Caseyfritz wrote:
Skibum, this is what I find hard to answer. Every other time I have ever had a crush, I have always acted stalkerish and creepy because I don't know how to function correctly and talk to women normally. Well, not all, but some. But this girl...She isn't all that attractive to me, and yet I feel a strong feeling about her, like I need her approval, like it lightens my day when she speaks to me or gives me any attention. When I am around her my day goes great if she shows me a lot of attention, and bad if she doesn't. What is that sh**? I can't stand it. I'm married for christ sake. I don't need that sh**.

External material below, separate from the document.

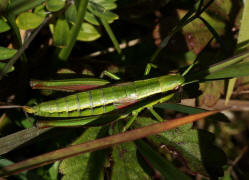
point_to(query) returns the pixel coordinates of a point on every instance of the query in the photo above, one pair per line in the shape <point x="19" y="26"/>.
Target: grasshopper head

I am wondering if you were close to your mum because the way you describe it it almost sounds like a child's need for validation. Trust me this is something I completely understand. It does not make you a bad person if this is the case. If it is not a sexual attraction it could possibly be the other. It could be that something about this girl makes you feel safe like a child again and you are looking for validation and approval that you may have lacked then. It is very difficult because even if it is not a sexual attraction it could turn into one so you have to be very careful. That is why I think that you should really try to focus on "dating" your wife. This will help you shift your focus and really rekindle a love for her. If you think that you may be suffering from a child validation thing you can talk to your wife about that openly because she may be able to help you. It might even help for you to talk to the other girl too and ask her to help you so that you don't get too close to her. But that is tricky too because she would have to be very mature and understanding to be able to help you. I am not sure how that might work but I think that if I were her I would try to help. I am married as well so I understand how this can be tricky. But I think first try to identify what the attraction actually is and if there is a different way to get the need met that you are feeling.